Introduction

In a micropolar continuum the deformation is described by the displacement vector and an independent rotation vector. The rotation vector specifies the orientation of a triad of director vectors attached to each material particle. A particle (material element) can experience a microrotation without undergoing a macrodisplacement. An infinitesimal surface element transmits a force and a couple vector, which give rise to nonsymmetric stress and couple-stress tensors. The former is related to a nonsymmetric strain tensor and the latter to a nonsymmetric curvature tensor, defined as the gradient of the rotation vector. This type of the continuum mechanics was originally introduced by Voigt (1887) and the brothers Cosserat (1909). In a simplified micropolar theory, the so-called couple-stress theory, the rotation vector is not independent of the displacement vector, but related to it in the same way as in classical continuum mechanics.

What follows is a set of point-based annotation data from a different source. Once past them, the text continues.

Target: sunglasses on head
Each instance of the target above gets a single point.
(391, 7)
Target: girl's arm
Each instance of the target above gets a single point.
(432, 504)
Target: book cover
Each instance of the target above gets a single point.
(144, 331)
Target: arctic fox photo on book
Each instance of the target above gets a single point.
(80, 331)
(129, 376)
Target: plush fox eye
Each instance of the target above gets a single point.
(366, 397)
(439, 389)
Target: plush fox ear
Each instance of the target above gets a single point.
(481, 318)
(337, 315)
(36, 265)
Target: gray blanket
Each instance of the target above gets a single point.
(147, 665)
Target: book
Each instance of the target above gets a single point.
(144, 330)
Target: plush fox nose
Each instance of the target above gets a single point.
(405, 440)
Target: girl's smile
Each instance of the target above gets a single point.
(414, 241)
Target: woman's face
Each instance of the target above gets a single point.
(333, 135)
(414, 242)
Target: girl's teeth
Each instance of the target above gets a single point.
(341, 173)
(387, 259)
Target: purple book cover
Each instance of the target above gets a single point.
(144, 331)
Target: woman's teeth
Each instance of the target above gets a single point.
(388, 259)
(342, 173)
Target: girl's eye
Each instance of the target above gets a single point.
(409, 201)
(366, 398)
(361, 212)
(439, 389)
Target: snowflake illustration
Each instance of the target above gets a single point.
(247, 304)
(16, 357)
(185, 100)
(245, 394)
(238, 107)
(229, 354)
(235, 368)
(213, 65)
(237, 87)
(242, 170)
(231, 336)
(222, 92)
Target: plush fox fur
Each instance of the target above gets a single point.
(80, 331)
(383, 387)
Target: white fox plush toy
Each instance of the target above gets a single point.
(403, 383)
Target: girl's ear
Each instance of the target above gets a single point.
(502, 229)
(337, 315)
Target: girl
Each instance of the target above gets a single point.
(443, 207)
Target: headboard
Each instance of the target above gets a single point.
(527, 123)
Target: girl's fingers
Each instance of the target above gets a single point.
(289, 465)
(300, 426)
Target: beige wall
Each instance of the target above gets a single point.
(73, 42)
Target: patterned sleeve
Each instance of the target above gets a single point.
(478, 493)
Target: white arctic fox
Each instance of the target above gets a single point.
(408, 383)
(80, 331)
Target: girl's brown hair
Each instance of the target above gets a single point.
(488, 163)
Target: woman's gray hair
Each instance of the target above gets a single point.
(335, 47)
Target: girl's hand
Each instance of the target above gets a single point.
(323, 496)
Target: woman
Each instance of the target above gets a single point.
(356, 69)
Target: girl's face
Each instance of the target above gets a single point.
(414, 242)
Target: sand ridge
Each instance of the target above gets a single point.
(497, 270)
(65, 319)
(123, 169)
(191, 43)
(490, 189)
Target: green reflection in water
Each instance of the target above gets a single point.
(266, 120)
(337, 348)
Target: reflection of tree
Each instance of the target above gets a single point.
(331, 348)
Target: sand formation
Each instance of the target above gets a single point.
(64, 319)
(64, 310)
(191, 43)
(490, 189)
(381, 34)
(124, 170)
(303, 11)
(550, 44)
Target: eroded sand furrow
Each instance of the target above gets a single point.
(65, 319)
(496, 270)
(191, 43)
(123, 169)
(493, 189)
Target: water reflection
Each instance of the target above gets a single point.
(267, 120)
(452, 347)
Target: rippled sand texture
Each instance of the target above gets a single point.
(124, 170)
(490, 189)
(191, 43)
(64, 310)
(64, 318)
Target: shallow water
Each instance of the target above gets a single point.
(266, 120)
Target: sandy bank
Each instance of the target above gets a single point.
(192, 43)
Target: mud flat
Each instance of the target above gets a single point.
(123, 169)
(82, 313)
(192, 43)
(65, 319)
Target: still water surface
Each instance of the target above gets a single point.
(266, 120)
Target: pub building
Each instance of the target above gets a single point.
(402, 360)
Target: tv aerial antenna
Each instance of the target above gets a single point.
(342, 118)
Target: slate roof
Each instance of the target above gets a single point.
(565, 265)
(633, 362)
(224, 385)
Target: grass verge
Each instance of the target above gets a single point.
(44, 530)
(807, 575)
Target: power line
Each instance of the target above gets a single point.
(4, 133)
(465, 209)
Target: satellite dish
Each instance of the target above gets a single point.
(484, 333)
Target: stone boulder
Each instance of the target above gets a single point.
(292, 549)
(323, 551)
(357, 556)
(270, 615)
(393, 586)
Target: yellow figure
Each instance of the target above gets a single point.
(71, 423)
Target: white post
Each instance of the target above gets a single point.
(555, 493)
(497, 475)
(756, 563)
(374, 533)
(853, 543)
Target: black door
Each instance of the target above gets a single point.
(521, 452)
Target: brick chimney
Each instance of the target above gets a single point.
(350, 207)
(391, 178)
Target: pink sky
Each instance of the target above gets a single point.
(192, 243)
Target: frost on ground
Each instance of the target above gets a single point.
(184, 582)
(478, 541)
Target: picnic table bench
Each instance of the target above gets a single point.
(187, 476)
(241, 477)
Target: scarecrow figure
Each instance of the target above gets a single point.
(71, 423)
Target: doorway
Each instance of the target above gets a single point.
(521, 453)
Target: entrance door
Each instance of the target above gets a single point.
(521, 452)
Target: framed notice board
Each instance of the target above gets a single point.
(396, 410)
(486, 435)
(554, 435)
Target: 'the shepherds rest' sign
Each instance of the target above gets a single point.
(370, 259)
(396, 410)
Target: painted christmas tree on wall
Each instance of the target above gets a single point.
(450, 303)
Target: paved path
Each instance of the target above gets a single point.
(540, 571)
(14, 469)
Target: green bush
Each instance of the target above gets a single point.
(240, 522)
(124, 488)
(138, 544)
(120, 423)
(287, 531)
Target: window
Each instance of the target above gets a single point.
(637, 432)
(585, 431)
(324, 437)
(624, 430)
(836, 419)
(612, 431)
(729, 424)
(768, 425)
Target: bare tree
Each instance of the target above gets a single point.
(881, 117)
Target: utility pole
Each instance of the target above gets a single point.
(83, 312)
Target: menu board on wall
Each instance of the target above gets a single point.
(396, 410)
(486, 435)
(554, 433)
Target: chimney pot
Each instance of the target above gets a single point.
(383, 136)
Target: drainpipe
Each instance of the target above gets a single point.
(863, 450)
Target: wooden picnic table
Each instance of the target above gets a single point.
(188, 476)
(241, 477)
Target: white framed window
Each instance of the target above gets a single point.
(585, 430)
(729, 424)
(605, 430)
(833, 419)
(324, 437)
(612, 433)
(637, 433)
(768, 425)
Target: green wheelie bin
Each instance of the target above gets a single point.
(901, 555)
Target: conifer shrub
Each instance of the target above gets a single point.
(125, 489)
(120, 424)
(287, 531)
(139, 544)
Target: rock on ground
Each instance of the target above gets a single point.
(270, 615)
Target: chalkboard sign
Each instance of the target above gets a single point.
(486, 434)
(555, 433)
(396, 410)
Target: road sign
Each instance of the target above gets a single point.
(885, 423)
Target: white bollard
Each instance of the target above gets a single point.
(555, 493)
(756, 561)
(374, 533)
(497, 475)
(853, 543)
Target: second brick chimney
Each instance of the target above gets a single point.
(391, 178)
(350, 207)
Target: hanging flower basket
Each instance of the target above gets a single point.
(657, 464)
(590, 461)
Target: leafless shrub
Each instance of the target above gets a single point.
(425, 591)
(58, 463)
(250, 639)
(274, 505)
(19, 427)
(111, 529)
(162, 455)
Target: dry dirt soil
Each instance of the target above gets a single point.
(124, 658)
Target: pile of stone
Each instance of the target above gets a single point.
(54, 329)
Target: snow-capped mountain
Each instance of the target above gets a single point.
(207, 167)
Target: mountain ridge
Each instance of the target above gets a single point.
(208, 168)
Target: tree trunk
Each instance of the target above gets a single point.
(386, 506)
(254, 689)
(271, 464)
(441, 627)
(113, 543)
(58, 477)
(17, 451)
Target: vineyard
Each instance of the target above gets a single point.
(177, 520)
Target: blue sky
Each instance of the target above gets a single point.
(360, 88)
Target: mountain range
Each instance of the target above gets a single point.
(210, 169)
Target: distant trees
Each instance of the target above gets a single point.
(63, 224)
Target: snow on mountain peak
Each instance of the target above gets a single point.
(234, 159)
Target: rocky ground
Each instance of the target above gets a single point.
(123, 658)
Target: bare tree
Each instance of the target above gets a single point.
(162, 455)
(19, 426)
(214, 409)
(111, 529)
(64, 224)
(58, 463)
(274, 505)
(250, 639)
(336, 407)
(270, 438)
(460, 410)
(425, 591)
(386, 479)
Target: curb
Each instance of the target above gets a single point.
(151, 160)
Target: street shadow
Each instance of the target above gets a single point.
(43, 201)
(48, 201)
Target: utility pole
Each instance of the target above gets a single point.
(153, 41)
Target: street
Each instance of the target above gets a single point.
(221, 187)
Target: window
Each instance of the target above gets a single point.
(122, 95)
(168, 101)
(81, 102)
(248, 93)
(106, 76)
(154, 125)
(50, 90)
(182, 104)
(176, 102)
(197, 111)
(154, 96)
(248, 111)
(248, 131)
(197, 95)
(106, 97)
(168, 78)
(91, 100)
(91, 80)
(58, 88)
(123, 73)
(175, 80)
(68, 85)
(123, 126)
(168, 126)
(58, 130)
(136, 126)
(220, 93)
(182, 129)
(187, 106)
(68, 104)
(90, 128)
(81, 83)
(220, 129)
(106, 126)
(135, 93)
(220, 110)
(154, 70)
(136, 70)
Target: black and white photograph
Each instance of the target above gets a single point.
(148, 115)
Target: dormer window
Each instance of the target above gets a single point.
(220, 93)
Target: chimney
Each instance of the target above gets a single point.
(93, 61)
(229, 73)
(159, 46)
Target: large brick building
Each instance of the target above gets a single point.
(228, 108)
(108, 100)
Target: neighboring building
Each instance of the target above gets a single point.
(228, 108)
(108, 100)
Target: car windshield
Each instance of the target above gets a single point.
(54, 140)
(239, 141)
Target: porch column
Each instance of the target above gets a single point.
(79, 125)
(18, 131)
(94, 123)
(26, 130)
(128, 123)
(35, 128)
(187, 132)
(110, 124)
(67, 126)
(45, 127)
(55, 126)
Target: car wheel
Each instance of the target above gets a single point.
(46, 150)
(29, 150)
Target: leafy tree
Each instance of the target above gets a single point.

The physical rationale for the extension of the classical to micropolar and couplestress theory was that the classical theory was not able to predict the size effect experimentally observed in problems which had a geometric length scale comparable to material's microstructural length, such as the grain size in a polycrystalline or granular aggregate. For example, the apparent strength of some materials with stress concentrators such as holes and notches is higher for smaller grain size; for a given volume fraction of dispersed hard particles, the strengthening of metals is greater for smaller particles; the bending and torsional strengths are higher for very thin beams and wires.